Es gibt Abende, die in der Lage sind, die geistige Verfasstheit einer Stadt zu ändern. Das Brahms-Konzert von Generalmusikdirektorin Joana Mallwitz und den Nürnberger Staatsphilharmonikern war so ein Abend. Die Halle glich einem Irrenhaus, rollende Augen, geballte Fäuste, stampfende Füße, heisere Aufschreie im Zuschauerraum. Fremde Menschen fielen einander schluchzend in die Arme, Frauen wankten, einer Ohnmacht nahe, zur Türe. Und so weiter.

Nein, stimmt natürlich, so war das am 13. Januar 1782 in Mannheim, als Schiller ins Licht der Dramenwelt getreten ist. Aber es ist gewiss kein Zufall, dass einem dieser Abend in den Sinn kommt, wenn man über den 20. September 2019 nachdenkt. Um das verstehen zu können, wird man ein bisschen ausholen müssen.

1835 kommt ein Mann nach Nürnberg, auf der Suche nach einem Genius loci. Er hört auf den Namen Richard Wagner. Dass die Partitur der Meistersinger im Nationalmuseum in Nürnberg aufbewahrt wird, ist alles andere als Zufall. Die Stadt war auf dem Weg, Metropole klassischer Musik zu werden. Bis in die Siebzigerjahre kamen Karajan und das London Philharmonic Orchestra nach Nürnberg.

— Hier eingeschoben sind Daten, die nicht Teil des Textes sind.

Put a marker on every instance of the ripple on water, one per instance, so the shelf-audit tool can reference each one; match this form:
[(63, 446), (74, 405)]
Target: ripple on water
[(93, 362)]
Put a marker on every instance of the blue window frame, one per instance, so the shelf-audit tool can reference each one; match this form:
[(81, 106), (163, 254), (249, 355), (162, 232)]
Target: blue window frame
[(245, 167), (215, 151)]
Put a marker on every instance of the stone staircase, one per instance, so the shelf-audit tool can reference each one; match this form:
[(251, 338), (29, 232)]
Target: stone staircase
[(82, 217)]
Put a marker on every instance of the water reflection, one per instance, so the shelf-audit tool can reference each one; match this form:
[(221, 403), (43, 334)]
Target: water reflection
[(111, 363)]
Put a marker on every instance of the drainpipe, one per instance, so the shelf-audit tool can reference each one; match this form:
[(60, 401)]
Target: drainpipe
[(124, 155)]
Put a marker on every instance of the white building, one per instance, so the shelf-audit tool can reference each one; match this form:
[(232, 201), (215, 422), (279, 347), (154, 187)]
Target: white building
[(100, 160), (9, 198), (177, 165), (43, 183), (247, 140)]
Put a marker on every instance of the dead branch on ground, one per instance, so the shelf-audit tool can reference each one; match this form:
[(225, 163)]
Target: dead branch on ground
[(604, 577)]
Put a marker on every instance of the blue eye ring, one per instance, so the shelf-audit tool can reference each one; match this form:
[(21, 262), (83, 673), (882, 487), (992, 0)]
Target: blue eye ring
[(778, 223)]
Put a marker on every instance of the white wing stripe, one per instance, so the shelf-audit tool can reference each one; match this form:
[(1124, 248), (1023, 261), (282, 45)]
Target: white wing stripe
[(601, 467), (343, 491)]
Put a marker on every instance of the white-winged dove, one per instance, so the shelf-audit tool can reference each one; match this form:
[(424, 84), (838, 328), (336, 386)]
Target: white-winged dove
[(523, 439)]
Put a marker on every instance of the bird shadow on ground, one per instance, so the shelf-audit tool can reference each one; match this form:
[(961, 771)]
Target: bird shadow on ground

Später indes brach das ab. Die Meistersingerhalle ist ein Denkmal, keine Frage, für klassische Konzerte aber eignet sie sich kaum. Als ein Zentrum klassischer Musik verlor die Stadt ihren Namen.

Und nun? Im vergangenen Jahr ist es Staatsintendant Jens-Daniel Herzog gelungen, die damals 32 Jahre alte Joana Mallwitz nach Nürnberg zu locken. Nur ein Jahr später ist Mallwitz nun zur Dirigentin des Jahres erkoren worden, vor Kirill Petrenko, vor Christian Thielemann. Von einer Sensation ist oft genug unsinnigerweise die Rede. Aber diese Entwicklung binnen eines Jahres - ist genau das.

Nach dem Konzert erklomm am Freitagabend Nürnbergs Kulturreferentin Julia Lehner die Bühne. Sie kenne Städte, sagte sie, "160 Kilometer weiter südlich", wo "sie denken, solche Titel gehören an andere Stellen". Sie erntete - für fränkische Verhältnisse - frenetischen Jubel. Nun aber beginnt die Zeit des Bangens in Nürnberg. In etwa fünf Jahren soll der neue Konzertsaal eröffnet werden. Ob die Frau am Pult, die so ziemlich jedes Kriterium erfüllt, um ein Weltstar werden zu können, dann noch in der Stadt ist?

Bestens informiert mit SZ Plus – 4 Wochen kostenlos zur Probe lesen. Jetzt bestellen unter: www.sz.de/szplus-testen

URL:
www.sz.de/1.4610847
Copyright:
Süddeutsche Zeitung Digitale Medien GmbH / Süddeutsche Zeitung GmbH
Quelle:
SZ vom 23.09.2019
Jegliche Veröffentlichung und nicht-private Nutzung exklusiv über Süddeutsche Zeitung Content. Bitte senden Sie Ihre Nutzungsanfrage an syndication@sueddeutsche.de.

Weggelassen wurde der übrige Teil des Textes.